Saudi Arabia names new ambassador to US

30 Jan, 2007

Saudi Arabia on Monday announced that Adel al-Jubeir, an advisor to King Abdullah, has been named as its new ambassador to the United States, the oil-rich kingdom's top diplomatic posting.
Jubeir, also a former spokesman at the embassy in Washington, replaces Prince Turki al-Faisal who resigned abruptly in December for what he said were family reasons. The appointment was announced by royal decree on Monday.
"In accordance with a request from Prince Turki al-Faisal bin Abdul Aziz... to be discharged from his duties and in accordance with a proposal from the foreign minister, we have ordered the nomination of Adel bin Ahmed al-Jubeir as ambassador to the United States with the rank of minister," said the decree, reported by the official news agency SPA.

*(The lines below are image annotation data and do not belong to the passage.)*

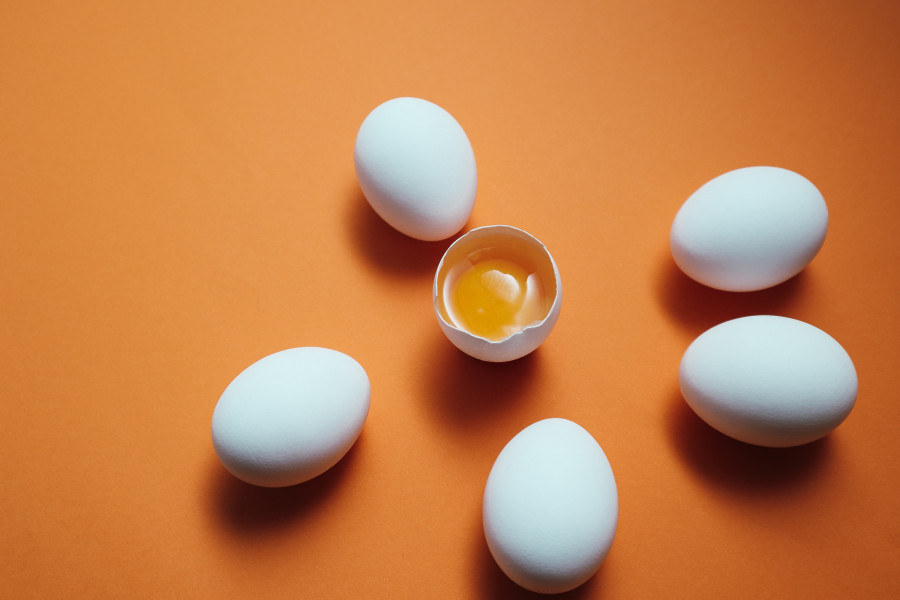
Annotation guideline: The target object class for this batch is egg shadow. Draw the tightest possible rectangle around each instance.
[423,335,541,430]
[345,185,462,278]
[656,254,810,332]
[667,387,834,496]
[472,506,608,600]
[207,436,362,537]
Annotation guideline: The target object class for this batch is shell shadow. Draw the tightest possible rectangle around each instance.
[656,256,810,332]
[423,335,541,430]
[207,436,362,537]
[345,185,462,279]
[667,388,833,496]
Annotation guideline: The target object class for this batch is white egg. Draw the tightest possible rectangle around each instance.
[678,315,857,447]
[483,419,619,594]
[670,167,828,292]
[353,98,478,241]
[212,347,370,487]
[432,225,562,362]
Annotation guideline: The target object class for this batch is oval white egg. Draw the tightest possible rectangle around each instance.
[670,167,828,292]
[483,419,619,594]
[678,315,857,447]
[212,347,370,487]
[432,225,562,362]
[353,98,478,241]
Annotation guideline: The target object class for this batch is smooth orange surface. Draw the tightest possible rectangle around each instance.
[0,0,900,599]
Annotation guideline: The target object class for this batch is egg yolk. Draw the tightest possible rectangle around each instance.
[448,258,546,341]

Jubeir, a diplomat fluent in English, French and German, is close to Prince Turki's predecessor, Prince Bandar bin Sultan who occupied the post for 20 years until July, 2005.
The Washington Post had said last year that Prince Turki had been increasingly rumoured as a possible replacement for his brother, Foreign Minister Saud al-Faisal, who it said was in fragile health.

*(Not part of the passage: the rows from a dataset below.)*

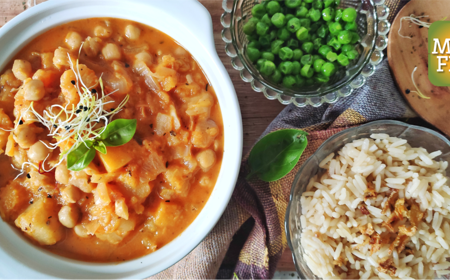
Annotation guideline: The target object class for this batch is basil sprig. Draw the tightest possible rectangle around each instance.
[67,119,137,171]
[247,129,308,182]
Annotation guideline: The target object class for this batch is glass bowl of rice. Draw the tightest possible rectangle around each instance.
[221,0,391,107]
[285,121,450,280]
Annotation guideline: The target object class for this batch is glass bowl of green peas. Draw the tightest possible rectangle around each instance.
[221,0,390,107]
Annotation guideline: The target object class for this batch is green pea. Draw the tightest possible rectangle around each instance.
[341,45,355,53]
[277,27,291,41]
[295,75,306,87]
[261,52,275,62]
[320,62,336,77]
[292,49,303,60]
[292,61,302,75]
[300,18,311,29]
[266,1,281,16]
[313,58,325,73]
[256,21,269,36]
[313,38,323,51]
[278,61,294,75]
[271,69,283,83]
[300,64,314,78]
[312,0,323,10]
[271,13,286,28]
[314,73,330,84]
[346,50,359,60]
[300,54,313,65]
[252,4,266,18]
[242,18,259,35]
[270,40,284,55]
[350,32,361,44]
[327,37,341,50]
[328,22,342,35]
[337,53,350,66]
[323,0,334,8]
[305,79,314,86]
[261,14,272,27]
[342,8,357,22]
[287,18,302,33]
[259,60,277,76]
[247,34,259,41]
[278,47,294,60]
[309,22,323,35]
[283,75,296,88]
[302,42,314,53]
[319,45,331,57]
[286,38,298,49]
[295,26,308,41]
[322,8,333,21]
[284,0,302,9]
[334,9,344,22]
[247,41,261,49]
[309,9,322,22]
[295,6,308,18]
[247,48,261,62]
[256,58,266,70]
[337,30,353,45]
[286,14,295,22]
[258,34,272,48]
[344,21,358,31]
[327,52,337,62]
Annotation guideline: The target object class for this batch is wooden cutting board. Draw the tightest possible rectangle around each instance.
[387,0,450,136]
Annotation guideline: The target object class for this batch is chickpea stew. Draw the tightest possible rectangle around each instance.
[0,18,224,262]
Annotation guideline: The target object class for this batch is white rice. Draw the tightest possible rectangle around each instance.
[300,134,450,280]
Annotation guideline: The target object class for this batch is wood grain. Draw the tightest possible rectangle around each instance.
[388,0,450,136]
[0,0,295,271]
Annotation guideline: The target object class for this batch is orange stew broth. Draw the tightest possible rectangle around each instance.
[0,18,224,262]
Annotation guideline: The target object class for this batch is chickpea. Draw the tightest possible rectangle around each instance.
[13,59,33,81]
[58,205,80,228]
[23,80,45,101]
[125,24,141,40]
[14,124,36,149]
[115,198,129,220]
[55,162,70,185]
[61,185,81,203]
[94,25,112,38]
[73,224,89,238]
[197,150,216,171]
[102,43,121,60]
[28,141,52,162]
[65,31,83,50]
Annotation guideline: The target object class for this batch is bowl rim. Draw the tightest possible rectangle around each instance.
[284,120,450,279]
[229,0,379,98]
[0,0,243,279]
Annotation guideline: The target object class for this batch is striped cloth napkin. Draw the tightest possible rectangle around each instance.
[149,0,424,280]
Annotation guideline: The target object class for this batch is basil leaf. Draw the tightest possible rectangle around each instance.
[100,119,137,147]
[247,129,308,182]
[94,141,107,155]
[67,141,95,171]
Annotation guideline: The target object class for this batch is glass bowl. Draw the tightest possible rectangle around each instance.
[285,121,450,280]
[221,0,390,107]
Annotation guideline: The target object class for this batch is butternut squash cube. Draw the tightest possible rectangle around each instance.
[97,146,133,172]
[15,198,64,245]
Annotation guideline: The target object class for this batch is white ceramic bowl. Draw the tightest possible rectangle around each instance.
[0,0,242,279]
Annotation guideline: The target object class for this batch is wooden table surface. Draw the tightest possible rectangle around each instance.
[0,0,295,271]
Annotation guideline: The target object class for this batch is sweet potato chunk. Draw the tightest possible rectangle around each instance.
[97,146,133,172]
[15,198,64,245]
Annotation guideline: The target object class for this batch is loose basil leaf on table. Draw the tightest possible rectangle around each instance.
[94,141,107,155]
[67,141,95,171]
[100,119,137,147]
[247,129,308,182]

When Prince Turki flew home after only 15 months in the crucial diplomatic post, a source at the Saudi embassy said he had left after telling staff he was quitting because he wanted to spend more time with his family.
Oil-rich Saudi Arabia is regarded as a close regional ally of the United States, although differences have emerged over Washington's policy in violence-wracked Iraq.
Prince Turki made a series of speeches last year urging Washington not to withdraw its troops from Iraq precipitously, and repeatedly urged the White House to try to break the deadlock in Israeli-Palestinian peace talks. Before taking up the Washington job in 2005, he spent nearly three years as ambassador in Britain.
He also spent 25 years as the head of Saudi Arabia's intelligence service. In the 1980s, after the Soviet Union invaded Afghanistan, Prince Turki worked closely with al Qaeda leader Osama bin Laden, a Saudi, in organising Muslim volunteers to join the Afghan insurgency. In a November 2001 interview with the Saudi MBC television channel, he confirmed meeting bin Laden several times in Saudi Arabia and Pakistan before 1994.